Obviously, the first request is still plain HTTP. Of course, the HTTP version of Alipay does exist, and its only function is to redirect users to the HTTPS version.

When our middleman finds a redirect to an HTTPS site, he certainly doesn’t want the user to go that route out of his control. So you block the redirect, you get the redirect in HTTPS, and you send it back to the user in HTTP plaintext.

Therefore, from the user’s point of view, you are always on an HTTP site.

However, there is a new Security standard in the Web today: HTTP Strict Transport Security. If the client receives this header and then accesses the site for a period of time, it always does so over HTTPS.

So when our middleman finds this field, he has to delete it.

Of course, it’s not very common for users to type directly. Most of them are search engines, and they come straight from the first result.

The tragedy is that almost all domestic search engines are HTTP. When the user visits the search page, our XSS is already lurking in it, so any result that comes out of it will not enter the official HTTPS 🙂

In addition to the search page, many similar hao123 and so on website daquan, most also do not open HTTPS. Therefore, the diversion of the website, are facing the risk of being hijacked by middlemen.

0x05 Preventive Measures

Introduced the attack method, then explained the defense measures.

The script to jump

In fact, whether front-end hijacking or back-end filtering, there are still many websites can not succeed. For example, jingdong login:

It is scripted to an HTTPS address. The browser location is a special property that can be masked, but cannot be overridden. So it’s hard to control how the page jumps.

If you want to hijack jingdong page, we can only use the way of whitelist, special treatment of the site. But that dramatically increases the cost of the attack.

Confusion clear

Of course, it is not difficult to find jingdong’s login script, THE URL is the most straightforward plain text. So using SSLStrip to replace the https:// text in a script can also help, since most scripts are unprepared for this.

But for a slightly more complex script, such as a URL that is concatenated from strings, it is difficult to implement.

Therefore, in the case of higher security needs, some important addresses may as well be dealt with simply, the middleman can not use the general way to attack. However, special treatment must be given to the site, thus increasing the cost of attack.

As many HSTS as possible

The HSTS header was mentioned earlier. As long as this field appears once, the browser will only use HTTPS to access the site for a long time. Therefore, we turn on as many HSTS as possible.
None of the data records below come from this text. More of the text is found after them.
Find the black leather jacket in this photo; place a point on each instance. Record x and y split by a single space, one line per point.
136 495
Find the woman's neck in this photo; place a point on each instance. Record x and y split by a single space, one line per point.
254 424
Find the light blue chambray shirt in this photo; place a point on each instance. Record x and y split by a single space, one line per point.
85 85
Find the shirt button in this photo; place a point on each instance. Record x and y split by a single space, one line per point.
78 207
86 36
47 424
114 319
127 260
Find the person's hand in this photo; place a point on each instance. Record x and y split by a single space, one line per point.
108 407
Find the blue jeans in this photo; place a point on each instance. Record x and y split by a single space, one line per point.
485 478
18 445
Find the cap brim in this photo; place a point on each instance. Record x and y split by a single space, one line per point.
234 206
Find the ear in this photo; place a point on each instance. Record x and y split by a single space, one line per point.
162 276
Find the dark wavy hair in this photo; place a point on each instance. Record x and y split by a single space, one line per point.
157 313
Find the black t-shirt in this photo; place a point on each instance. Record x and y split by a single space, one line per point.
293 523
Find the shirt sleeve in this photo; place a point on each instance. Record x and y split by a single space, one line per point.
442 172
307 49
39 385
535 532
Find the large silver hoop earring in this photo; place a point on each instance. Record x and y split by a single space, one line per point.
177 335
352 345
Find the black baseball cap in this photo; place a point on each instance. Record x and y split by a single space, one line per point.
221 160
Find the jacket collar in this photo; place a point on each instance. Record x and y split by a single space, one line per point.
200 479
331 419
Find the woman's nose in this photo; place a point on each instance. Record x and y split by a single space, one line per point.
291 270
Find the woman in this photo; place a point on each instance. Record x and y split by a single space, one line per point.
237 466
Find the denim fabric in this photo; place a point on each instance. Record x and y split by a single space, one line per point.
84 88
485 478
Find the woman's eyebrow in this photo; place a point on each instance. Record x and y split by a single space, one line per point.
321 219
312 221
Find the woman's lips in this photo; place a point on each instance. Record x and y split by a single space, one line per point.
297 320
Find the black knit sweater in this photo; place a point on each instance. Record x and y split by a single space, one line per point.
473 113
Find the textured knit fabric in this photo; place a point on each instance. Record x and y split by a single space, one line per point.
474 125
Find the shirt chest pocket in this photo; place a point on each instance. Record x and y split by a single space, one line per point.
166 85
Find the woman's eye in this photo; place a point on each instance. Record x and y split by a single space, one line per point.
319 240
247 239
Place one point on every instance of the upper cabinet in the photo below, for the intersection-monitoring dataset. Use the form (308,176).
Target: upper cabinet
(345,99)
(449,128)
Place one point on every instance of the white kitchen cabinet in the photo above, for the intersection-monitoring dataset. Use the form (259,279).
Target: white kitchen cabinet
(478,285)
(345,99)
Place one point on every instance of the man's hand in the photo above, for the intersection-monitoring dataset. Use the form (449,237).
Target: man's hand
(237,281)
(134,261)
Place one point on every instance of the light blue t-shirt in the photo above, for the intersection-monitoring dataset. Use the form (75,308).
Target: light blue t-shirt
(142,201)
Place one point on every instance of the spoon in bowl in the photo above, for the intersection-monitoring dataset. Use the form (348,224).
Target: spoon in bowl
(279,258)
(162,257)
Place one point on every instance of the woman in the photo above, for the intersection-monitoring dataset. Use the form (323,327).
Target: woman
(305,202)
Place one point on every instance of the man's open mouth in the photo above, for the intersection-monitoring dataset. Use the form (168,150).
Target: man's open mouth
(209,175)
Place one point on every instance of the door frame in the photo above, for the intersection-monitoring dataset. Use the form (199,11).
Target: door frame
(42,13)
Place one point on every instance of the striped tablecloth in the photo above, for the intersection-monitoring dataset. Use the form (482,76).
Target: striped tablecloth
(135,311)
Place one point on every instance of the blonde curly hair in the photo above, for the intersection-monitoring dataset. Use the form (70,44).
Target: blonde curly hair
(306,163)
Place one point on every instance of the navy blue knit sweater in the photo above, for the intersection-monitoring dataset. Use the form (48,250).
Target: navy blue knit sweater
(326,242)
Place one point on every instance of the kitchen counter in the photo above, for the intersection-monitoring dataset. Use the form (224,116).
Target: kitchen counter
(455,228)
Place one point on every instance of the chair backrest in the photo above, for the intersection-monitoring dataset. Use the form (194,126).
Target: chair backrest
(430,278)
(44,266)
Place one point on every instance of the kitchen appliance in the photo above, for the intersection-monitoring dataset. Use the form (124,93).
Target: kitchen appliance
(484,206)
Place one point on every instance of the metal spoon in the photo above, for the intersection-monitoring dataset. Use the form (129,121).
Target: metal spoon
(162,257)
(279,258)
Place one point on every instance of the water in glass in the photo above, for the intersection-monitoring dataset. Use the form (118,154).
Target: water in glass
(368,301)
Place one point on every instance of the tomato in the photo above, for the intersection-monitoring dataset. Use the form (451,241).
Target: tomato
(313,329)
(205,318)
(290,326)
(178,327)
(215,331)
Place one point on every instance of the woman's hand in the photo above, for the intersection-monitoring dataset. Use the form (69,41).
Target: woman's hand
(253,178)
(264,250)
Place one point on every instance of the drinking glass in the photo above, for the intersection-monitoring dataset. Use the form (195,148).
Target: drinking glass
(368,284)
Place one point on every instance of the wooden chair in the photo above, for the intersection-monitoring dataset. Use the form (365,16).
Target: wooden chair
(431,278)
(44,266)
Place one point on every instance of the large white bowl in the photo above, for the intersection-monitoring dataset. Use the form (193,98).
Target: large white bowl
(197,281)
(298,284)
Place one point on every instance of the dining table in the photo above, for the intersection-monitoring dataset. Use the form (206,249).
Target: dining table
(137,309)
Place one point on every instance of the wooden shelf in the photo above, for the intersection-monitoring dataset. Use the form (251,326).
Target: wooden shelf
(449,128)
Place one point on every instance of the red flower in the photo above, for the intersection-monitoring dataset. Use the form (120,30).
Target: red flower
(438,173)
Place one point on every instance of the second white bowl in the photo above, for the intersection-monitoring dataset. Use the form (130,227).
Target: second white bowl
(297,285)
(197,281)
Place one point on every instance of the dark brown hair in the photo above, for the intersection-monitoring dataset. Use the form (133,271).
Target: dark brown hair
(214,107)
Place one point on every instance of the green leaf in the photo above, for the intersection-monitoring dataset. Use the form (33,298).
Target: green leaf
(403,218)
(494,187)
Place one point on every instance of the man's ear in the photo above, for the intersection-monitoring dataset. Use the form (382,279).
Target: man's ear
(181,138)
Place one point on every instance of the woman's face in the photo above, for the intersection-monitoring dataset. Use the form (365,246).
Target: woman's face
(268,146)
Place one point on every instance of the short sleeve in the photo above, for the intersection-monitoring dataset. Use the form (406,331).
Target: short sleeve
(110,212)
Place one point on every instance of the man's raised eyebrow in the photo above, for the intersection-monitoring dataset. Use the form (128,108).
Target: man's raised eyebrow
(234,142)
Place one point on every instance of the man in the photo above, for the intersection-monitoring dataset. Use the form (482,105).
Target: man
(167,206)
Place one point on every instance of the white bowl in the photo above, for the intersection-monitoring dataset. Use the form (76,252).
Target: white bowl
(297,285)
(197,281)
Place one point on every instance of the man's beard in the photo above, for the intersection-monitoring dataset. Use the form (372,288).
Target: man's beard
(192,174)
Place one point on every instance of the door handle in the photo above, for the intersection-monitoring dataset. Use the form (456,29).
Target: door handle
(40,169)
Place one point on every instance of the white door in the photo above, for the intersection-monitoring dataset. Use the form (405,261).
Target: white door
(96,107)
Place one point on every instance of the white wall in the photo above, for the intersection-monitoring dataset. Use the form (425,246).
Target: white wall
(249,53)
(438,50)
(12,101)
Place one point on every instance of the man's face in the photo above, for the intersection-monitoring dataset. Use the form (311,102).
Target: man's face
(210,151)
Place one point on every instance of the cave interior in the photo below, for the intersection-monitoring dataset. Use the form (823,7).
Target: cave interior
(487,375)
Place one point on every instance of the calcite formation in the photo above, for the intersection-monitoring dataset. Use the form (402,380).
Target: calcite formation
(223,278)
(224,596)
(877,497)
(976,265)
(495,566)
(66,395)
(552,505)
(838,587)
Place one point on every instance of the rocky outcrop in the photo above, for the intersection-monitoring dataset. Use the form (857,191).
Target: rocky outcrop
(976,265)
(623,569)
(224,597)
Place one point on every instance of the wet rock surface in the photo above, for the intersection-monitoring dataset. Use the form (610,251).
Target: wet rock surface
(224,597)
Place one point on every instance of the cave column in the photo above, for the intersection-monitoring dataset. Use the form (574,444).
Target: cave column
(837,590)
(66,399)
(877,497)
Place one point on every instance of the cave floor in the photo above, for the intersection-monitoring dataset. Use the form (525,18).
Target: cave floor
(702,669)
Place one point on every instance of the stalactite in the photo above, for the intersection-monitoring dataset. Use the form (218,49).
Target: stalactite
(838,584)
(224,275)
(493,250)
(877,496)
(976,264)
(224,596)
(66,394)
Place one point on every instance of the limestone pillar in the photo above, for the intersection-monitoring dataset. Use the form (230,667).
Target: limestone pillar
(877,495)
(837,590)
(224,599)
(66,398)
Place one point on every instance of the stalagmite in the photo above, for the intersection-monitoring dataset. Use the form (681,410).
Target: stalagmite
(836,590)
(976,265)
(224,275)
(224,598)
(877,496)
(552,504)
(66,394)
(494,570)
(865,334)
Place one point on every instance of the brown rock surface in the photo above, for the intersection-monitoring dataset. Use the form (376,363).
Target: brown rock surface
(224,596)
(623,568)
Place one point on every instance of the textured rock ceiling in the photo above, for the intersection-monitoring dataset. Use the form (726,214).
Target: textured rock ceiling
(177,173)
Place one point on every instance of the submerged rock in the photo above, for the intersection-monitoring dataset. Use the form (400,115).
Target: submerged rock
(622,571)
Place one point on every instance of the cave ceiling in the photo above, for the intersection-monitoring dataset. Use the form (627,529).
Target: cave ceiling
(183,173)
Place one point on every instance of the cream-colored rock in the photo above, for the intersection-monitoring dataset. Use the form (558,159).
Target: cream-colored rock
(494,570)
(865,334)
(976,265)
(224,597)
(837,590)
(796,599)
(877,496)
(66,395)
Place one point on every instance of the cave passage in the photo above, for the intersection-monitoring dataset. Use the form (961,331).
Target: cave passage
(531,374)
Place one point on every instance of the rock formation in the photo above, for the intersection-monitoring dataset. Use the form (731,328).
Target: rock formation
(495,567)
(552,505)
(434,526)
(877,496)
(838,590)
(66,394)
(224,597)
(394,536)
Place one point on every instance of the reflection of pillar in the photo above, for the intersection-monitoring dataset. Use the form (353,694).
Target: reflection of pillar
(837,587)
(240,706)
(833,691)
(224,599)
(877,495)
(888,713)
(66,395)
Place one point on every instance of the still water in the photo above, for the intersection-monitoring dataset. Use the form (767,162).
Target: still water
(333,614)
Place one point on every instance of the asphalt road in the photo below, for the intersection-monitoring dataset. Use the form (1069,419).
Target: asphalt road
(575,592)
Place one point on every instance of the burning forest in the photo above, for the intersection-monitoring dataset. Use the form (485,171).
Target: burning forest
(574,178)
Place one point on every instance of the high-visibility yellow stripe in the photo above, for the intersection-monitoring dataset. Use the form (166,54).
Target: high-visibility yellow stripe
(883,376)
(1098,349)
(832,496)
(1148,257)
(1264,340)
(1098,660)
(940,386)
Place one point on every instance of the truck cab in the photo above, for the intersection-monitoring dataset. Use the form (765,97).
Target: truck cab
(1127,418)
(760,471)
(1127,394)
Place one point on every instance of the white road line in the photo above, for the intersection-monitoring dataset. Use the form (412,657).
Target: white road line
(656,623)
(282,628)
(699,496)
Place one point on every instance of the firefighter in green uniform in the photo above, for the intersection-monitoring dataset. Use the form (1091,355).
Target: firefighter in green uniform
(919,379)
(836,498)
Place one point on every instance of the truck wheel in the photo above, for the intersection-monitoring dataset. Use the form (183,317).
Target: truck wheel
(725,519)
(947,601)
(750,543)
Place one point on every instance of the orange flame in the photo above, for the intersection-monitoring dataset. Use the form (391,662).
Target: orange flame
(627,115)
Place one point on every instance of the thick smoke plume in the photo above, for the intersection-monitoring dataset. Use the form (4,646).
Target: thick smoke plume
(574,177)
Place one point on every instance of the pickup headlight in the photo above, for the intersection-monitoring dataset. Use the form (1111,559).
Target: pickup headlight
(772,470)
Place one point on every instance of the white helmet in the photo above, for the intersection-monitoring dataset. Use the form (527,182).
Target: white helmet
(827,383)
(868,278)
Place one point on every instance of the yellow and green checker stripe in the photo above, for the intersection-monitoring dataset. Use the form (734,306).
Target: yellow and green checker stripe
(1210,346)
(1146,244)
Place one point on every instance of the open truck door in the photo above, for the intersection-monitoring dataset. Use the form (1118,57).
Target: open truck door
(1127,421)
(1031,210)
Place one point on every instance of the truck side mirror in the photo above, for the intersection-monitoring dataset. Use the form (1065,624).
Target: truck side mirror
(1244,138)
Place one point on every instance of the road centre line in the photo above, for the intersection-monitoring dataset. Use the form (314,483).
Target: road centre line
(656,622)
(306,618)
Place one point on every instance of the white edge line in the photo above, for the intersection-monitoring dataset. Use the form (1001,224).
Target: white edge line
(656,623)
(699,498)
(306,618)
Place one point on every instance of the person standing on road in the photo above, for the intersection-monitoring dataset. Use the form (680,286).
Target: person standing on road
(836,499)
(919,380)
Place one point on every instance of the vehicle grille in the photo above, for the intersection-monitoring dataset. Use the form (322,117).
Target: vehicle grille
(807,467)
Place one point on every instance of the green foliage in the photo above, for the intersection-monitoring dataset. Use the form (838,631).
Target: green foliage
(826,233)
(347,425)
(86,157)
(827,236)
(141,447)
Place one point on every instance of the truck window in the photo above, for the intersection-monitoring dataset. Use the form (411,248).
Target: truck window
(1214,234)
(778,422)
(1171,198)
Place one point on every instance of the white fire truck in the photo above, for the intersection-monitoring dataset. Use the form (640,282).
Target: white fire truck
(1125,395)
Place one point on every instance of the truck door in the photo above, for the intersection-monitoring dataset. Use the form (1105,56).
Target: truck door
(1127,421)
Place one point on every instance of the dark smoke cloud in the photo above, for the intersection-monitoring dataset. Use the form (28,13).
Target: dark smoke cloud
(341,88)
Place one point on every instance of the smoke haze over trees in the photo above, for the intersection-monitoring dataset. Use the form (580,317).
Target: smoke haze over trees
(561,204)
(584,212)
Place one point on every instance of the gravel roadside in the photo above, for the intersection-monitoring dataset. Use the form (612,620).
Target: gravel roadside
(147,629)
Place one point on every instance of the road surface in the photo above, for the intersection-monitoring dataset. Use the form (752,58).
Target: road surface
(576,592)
Hijacking in the real world is not always 100% successful, and as mentioned above, it is easy to miss when using script jumps. So, once the user is caught missing, HSTS can make subsequent page degradation completely invalid.

0x06 Attack demo

Because of front-end hijacking, Demo has two files: one front-end code and one back-end script (NodeJS).

Related source: github.com/EtherDream/…

Compared to the traffic hijacking demo written earlier, this feature is more specific and does not provide additional hijacking paths (such as DNS, etc.).

To test this, it is very easy to configure the browser proxy to simulate HTTP hijacking:

If you don’t mind, you can also test on a Linux kernel system and forward 80 to the local machine. The principle is the same.

Let’s test it on any HTTP -> HTTPS site.

Thanks to the advantage of the front-end script, we hover over the login hyperlink and the status bar still displays the original URL:

As soon as we click, the XSS hook in the hidden page fires, successfully taking us to the man-in-the-middle virtual HTTP login page.

Of course, because of the number of URL parameters, the mark in the address bar is lost.

Fortunately, taobao’s login page did not address judgment, was degraded after the page can still login success!

Of course, as mentioned earlier, not all pages can be hijacked successfully.

Now more and more websites have paid attention to, so the front-end security detection is also born. Hijacking large-scale universalization with just one tool will be harder in the future.

But there is more room to play with a back-to-front approach than with a traditional pure back-end implementation.